Further reflecting broad bipartisan support, in a highly unusual statement in the history of U.S. treaty ratification practice, all living former Legal Advisers of the U.S. Department of State issued a joint letter on April l7, 2004 to Senators William H. Frist (then Majority Leader), Richard G. Lugar (then Chairman, Committee on Foreign Relations), and John W. Warner and Carl Levin (respectively, then Chairman and Ranking Member, Committee on Armed Services. In that letter, the eight former Legal Advisers wrote:
We are unanimous in our view that it is in the best interests of the United States that the Senate, at its earliest opportunity, grant its advice and consent to United States accession to the 1982 United Nations Convention on the Law of the Sea and to United States ratification of the 1994 Implementing Agreement that modifies Part XI of the LOS Convention.
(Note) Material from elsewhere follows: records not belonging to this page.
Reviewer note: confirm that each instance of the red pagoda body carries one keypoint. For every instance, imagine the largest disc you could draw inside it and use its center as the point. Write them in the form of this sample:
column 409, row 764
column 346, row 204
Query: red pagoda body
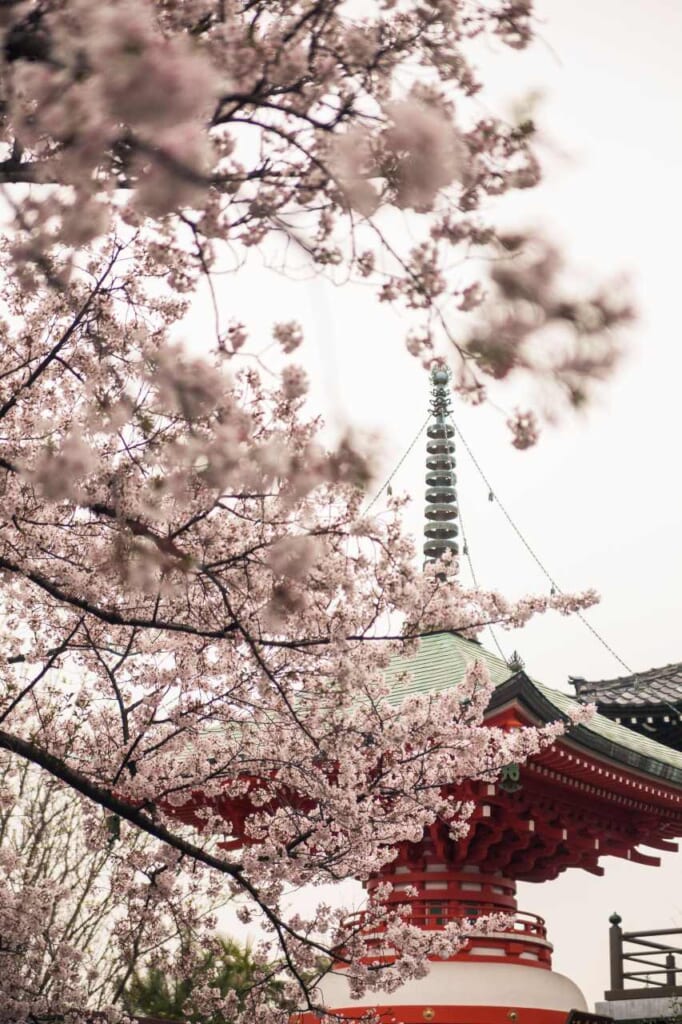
column 601, row 790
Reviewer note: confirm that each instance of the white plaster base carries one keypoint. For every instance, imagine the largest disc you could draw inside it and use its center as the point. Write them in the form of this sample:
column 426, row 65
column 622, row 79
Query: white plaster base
column 469, row 985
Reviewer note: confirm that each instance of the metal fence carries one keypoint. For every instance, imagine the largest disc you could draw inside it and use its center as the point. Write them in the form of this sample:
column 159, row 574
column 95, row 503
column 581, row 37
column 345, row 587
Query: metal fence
column 645, row 964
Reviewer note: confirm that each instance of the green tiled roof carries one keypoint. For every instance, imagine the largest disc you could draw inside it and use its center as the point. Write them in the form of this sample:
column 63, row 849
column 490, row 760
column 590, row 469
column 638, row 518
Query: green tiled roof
column 442, row 659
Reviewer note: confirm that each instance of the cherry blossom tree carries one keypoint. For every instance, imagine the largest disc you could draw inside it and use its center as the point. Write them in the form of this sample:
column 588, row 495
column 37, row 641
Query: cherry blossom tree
column 197, row 615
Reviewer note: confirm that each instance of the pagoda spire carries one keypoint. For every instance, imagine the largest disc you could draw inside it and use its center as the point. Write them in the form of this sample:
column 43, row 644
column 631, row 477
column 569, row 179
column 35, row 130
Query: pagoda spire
column 440, row 528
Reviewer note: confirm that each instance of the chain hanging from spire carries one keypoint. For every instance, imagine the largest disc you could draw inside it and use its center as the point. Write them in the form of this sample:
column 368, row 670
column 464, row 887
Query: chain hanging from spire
column 440, row 528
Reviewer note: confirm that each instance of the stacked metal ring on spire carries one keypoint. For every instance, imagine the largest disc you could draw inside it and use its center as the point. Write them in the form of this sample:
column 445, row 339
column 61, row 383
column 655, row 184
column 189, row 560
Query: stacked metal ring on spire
column 440, row 528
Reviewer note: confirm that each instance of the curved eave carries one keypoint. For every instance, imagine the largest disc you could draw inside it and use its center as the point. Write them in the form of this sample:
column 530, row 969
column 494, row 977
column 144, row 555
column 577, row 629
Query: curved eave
column 520, row 690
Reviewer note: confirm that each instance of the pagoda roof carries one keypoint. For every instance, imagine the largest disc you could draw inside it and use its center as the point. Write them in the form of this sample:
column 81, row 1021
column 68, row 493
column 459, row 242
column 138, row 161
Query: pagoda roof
column 442, row 659
column 655, row 686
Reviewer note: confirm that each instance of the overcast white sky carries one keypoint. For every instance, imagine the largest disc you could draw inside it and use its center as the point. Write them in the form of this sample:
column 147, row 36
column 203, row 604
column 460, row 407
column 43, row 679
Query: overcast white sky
column 600, row 499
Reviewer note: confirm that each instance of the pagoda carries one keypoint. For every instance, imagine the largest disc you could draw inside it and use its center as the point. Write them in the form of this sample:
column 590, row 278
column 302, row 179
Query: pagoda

Finally, the critics brush aside the consensus among affected ocean interests and knowledgeable oceans experts in the United States in favor of their own judgment as persons who clearly lack expertise in international law or operational U.S. maritime policy. Indeed, few conventions have been so unanimously supported by knowledgeable experts and affected interests. Supporters include every president, both Democrat and Republican, who has considered the convention subsequent to the successful 1994 renegotiation of Part XI on deep seabed mining, Joint Chiefs chairman, combatant commanders and secretaries of state from the Nixon administration to today; not to mention every affected U.S. oceans interest including the oil and gas industry, fisheries, shipping and oceanic cables industries; to marine scientists and environmentalists. Most recently, the congressional U.S. Oceans Commission and the new Bush administration Oceans Interagency Task Force both unanimously recommended Senate advice and consent on the convention. As deliberations continue, senators might want to ask who they trust more for national security advice: every chairman of the Joint Chiefs, the combatant commanders of our united geographic commands and the consistent view of the Navy since the Nixon administration, or those few who admittedly are not naval, oceans or international law experts. Further, how can the totality of U.S. agencies, military departments and private sector oceans industries representatives constitute a "special interest" as charged by the critics? By what criteria are the most vocal critics not special interests?